4. The Court hereby DECLARES that the following information is subject to disclosure under FOIA: (1) the names of alleged tortfeasors who are DEA employees; (2) the case numbers, judge and attorney names, and litigant names only for claims that resulted in a publicly filed civil lawsuit; and (3) the names of DEA employees accused of wrongdoing named in settlement agreements in which the agreement contains a provision permitting public disclosure. Defendants are hereby enjoined from withholding this information and are ORDERED to produce all responsive files without redaction of such information within 30 days of this order. See 5 U.S.C. § 552(a)(4)(B).

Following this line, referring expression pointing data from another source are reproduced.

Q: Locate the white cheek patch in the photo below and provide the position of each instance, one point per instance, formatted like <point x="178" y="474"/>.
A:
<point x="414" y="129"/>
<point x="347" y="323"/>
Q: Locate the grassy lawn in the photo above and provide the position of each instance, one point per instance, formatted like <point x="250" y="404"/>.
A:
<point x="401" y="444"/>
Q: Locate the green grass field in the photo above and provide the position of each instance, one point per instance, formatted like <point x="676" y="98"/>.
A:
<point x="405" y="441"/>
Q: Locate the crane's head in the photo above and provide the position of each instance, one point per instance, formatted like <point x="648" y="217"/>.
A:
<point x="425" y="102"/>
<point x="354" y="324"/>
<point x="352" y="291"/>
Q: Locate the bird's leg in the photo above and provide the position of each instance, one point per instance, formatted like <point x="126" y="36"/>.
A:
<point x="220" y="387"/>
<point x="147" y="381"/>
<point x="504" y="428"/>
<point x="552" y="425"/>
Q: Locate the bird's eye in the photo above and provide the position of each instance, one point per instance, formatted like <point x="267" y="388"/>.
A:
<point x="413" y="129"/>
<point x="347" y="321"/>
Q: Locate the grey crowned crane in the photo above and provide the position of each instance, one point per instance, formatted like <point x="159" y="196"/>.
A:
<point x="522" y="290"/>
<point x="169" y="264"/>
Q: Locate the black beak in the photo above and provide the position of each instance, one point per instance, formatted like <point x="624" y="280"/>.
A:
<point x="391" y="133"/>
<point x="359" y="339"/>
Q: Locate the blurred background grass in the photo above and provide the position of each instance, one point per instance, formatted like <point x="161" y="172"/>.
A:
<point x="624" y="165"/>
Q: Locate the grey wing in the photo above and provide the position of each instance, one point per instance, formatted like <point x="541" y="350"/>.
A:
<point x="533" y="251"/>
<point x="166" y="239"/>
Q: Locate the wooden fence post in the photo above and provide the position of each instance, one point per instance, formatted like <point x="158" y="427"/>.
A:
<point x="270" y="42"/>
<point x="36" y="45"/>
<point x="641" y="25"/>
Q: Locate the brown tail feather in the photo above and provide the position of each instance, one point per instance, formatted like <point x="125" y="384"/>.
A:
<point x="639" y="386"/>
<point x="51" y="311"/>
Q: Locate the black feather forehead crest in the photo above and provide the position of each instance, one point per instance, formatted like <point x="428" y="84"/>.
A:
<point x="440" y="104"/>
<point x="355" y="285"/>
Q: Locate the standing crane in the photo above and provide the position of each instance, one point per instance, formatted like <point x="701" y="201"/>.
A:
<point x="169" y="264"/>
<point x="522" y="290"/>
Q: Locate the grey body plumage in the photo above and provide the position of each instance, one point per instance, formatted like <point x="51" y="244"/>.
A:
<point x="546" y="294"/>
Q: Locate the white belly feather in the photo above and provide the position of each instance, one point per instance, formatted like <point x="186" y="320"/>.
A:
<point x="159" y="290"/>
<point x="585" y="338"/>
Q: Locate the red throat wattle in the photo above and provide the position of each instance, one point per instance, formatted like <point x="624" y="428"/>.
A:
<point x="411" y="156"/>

5. As to whether the DEA properly invoked exemption 7(C), the Court GRANTS Plaintiff's motion and DENIES Defendants' motion.
6. As to Plaintiff's claim that Defendants violated FOIA by withholding files 18 and 19, the Court DENIES without prejudice Plaintiff's motion. The Court ORDERS Defendants to submit a supplemental brief and accompanying papers for this Court to consider the totality of the circumstances surrounding the court order that sealed files 18 and 19. Defendants may include the sealing order, transcripts and papers filed with the sealing court, sealing orders in similar cases, and the issuing court's general rules governing sealing records, among any other records for the Court's consideration. See Schoenberg v. FBI, 2 F.4th 1270, 1277 (9th Cir. 2021). In their supplemental brief, Defendants must answer two questions. First, does the DEA have discretion to disclose the information under seal for files 18 and 19? And second, would disclosing the information show disrespect for the judicial process? Defendants' brief, which shall not exceed 2,100 words, and any supporting materials, is due no later than 5 p.m. on Friday, July 7, 2023. Plaintiff's optional response, which shall not exceed 2,100 words, and any supporting materials, is due no later than 5 p.m. on Friday, July 14, 2023.
7. As to segregability, the Court DENIES both motions without prejudice. Defendants are hereby ORDERED to (1) review segregability and produce all meaningful, reasonably segregable, non-exempt portions of the narrative descriptions of alleged wrongdoing, and (2) submit a supplemental Vaughn index and declaration explaining any remaining redactions of those narrative descriptions by no later than 5 p.m. on Friday, July 14, 2023.
8. As to Plaintiff's claim that Defendants violated FOIA by failing to timely respond, the Court DENIES Plaintiff's motion and sua sponte GRANTS summary judgment in Defendants' favor.
9. As for attorney fees, the Court DENIES without prejudice Plaintiff's motion.